Poor catalyst stripping will let these hydrocarbons have a chance to escape to the regenerator. For actual hydrogen molecules to escape to the regenerator, the “hydrogen on coke” must be quite substantial. Many cat crackers operate way beyond their original design capacity, and traditional baffle or disc and donut designs can greatly benefit from modern packed stripper technology, which is really cat circulation-independent with its high flux tolerance. Distribution of steam is also important in the efficiency of stripper. For example, for strippers with a side spent catalyst standpipe, two half-steam rings are better than one full ring. You want both sides to have less potential for bypassing and the same residence time. You could be wasting steam on one side. Depending on the residence time and temperature, the severity of stripper can result in new formation of these molecules in the stripper.

Escape:

Poor catalyst distribution into the regenerator allows these light hydrocarbon escapees to continue their journey to the dilute phase. There will be less flash if spent catalyst is evenly distributed into the dense phase. This is especially problematic for regenerators with large diameters or catalyst entry is not optimal for introduction of the spent catalyst into the combustion sites.

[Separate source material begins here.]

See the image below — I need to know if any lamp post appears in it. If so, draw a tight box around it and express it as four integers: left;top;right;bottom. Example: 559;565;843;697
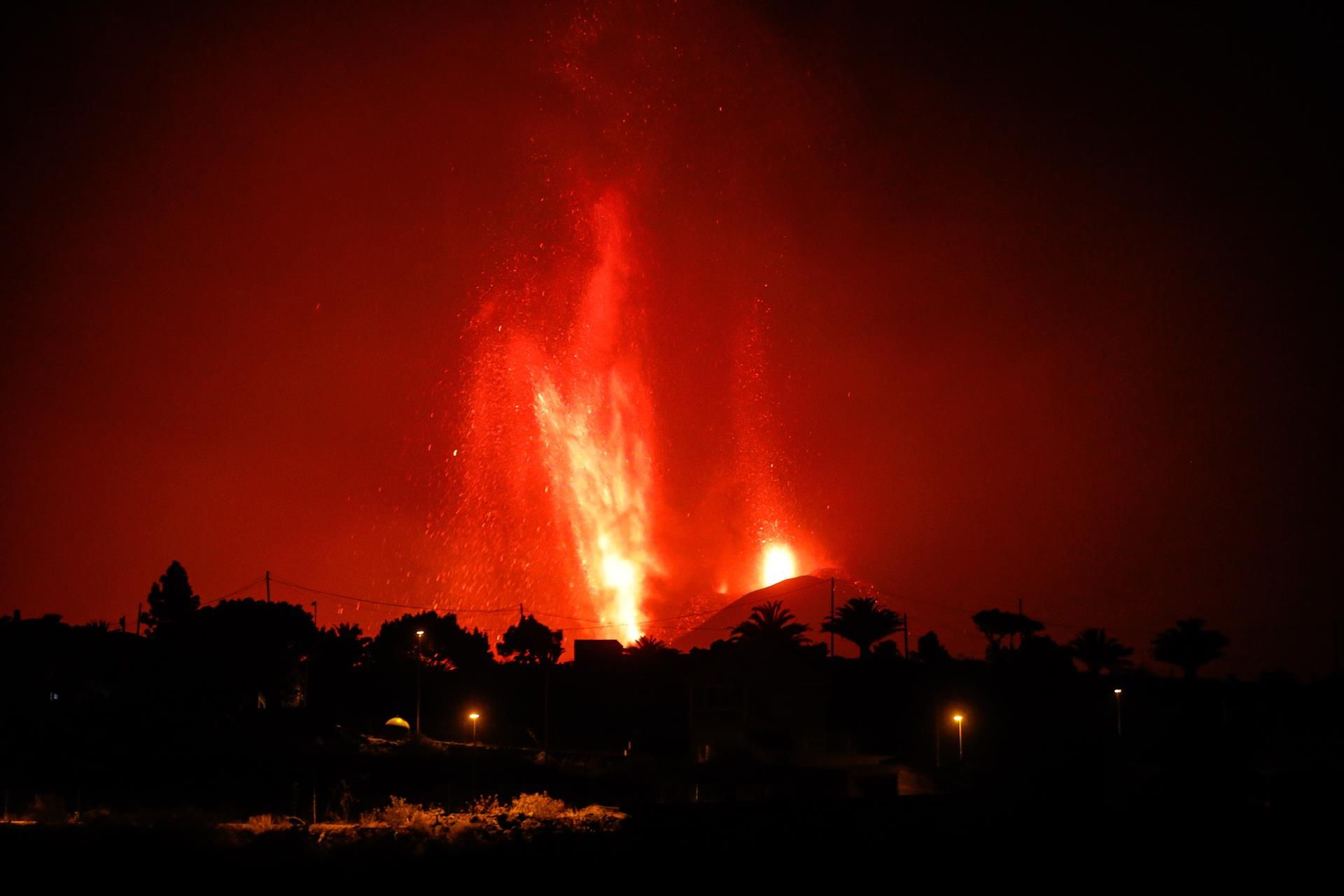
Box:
415;629;425;738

JACK WILCOX (Albemarle Corporation)

Entrained un-stripped hydrocarbons resulting from inefficient or poor spent catalyst stripper operation are a common source of trace hydrocarbons in the regenerator flue gas. These entrained hydrocarbons are not burned due to maldistribution of the combustion air and/or spent catalyst allowing the light hydrocarbons to leave the regenerator with the flue gases. At the elevated flue gas temperature, and if there is, in fact, excess oxygen in the flue gas, the hydrocarbons will burn in the flue gas system potentially causing significant damage to the downstream equipment, particularly power recovery expanders, flue gas coolers, electrostatic precipitators, etc.